As an alternative to Soderstrom et al.’s (2015) account, Mitchum et al. (2016) proposed that the act of making JOLs indirectly influences memory by drawing attention to the difficulty of items, thus affecting participants’ study decisions. Specifically, their account holds that, when making JOLs, participants devote more time and effort to items judged easy to learn (e.g., related pairs) and less effort to items judged difficult to learn (e.g., unrelated pairs). Consequently, JOLs improve memory for easy items, but harm memory for difficult items. For example, under experimenter-paced study (e.g., Mitchum et al., 2016, Experiment 5), making JOLs benefitted cued recall of related items, but harmed recall of unrelated items. Our results are generally inconsistent with this account of JOL reactivity. Indeed, the only evidence of JOLs harming memory evident in our meta-analysis was for unrelated items on free-recall tests, yielding a small effect size (d = −0.232). Moreover, our Experiments 13 used a very similar procedure as Mitchum et al.’s (2016) Experiment 5, but did not detect significant differences between the JOL and no-JOL conditions for cued recall of unrelated items.

A similar explanation suggested by Double et al. (2018) holds that JOL reactivity is driven by task difficulty. Specifically, Double et al. (2018) argued that making JOLs draws participants’ attention to their confidence in mastering items. When participants feel confident they will learn material (e.g., for related items), JOLs confer a memory benefit, but this does not occur for difficult material (e.g., unrelated items; see Double & Birney, 2017). Although promising, this explanation cannot fully account for the pattern of results reported in the current study. In particular, if related items uniformly confer high confidence in mastery, JOL reactivity should be evident for related items regardless of the criterion test, in contrast to our results. We note that our experiments cannot entirely rule out a difficulty-based explanation and suggest that future work would benefit by competitively testing these accounts. Indeed, the present results cannot be accommodated by any single framework, suggesting that a comprehensive account may need to invoke multiple processes.
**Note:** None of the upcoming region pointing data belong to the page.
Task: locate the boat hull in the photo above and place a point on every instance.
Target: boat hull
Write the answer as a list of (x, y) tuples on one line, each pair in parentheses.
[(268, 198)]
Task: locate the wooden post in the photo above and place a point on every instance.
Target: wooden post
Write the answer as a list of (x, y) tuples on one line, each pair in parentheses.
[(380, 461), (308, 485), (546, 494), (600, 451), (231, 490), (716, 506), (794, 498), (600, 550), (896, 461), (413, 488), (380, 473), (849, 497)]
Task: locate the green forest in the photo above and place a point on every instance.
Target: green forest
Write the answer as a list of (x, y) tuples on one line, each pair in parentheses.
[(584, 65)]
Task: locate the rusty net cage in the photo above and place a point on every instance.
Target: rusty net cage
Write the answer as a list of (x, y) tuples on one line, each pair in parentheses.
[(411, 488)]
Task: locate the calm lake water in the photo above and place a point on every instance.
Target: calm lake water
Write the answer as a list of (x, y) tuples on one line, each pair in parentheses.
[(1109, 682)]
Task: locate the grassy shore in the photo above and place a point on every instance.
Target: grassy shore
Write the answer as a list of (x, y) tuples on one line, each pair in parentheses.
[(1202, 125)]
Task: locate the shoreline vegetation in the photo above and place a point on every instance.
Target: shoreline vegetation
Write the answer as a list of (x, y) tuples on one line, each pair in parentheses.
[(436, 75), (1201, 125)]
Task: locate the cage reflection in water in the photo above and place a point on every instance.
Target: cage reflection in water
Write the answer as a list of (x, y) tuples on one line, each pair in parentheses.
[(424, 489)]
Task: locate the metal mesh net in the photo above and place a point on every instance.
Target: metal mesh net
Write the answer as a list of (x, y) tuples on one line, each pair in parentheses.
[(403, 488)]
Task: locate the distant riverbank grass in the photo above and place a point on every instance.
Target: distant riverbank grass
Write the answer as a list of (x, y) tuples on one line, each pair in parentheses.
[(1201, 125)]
Implications and conclusions

JOL reactivity presents an important challenge to research on metamemory. That is, if the act of making JOLs influences memory performance, then researchers must not only account for reactivity but also adjust theory to understand when reactivity occurs. The current experiments indicate that accounts must consider the type of final test in conjunction with the type of study material. This perspective is consistent with Jenkins’ (1979; see also Roediger, 2008) tetrahedral model of memory experiments, which holds that any conclusions about memory represent a combination of four factors: participants, retrieval (i.e., type of test), events (i.e., type of study stimuli), and encoding (i.e., instructions, activities at encoding). The present experiments reflect only a two-dimensional combination of these factors—materials and retrieval—and even within those categories many possibilities remain to be exhausted. For example, future research must also consider other types of cues used to make JOLs and how those cues may influence different tests. Likewise, other stimuli (e.g., single words, pictures, faces) may produce different patterns of performance than word pairs (see, e.g., Double et al., 2018; Tauber & Rhodes, 2012). Accordingly, the tetrahedral model sets a useful agenda for understanding JOL reactivity and developing theory by considering the combinations of stimuli, participants, tests, and encoding conditions that predict its occurrence.

For the present, the experiments reported in this paper indicate that JOL reactivity is influenced by the overlap between cues used to make JOLs and cues used on a final criterion test. Future research is needed to more carefully identify what cues participants use to make JOLs, and how these cues would influence later test performance.

Open practices statement

Supplemental materials are available at osf.io/ew5z2. No experiments were preregistered.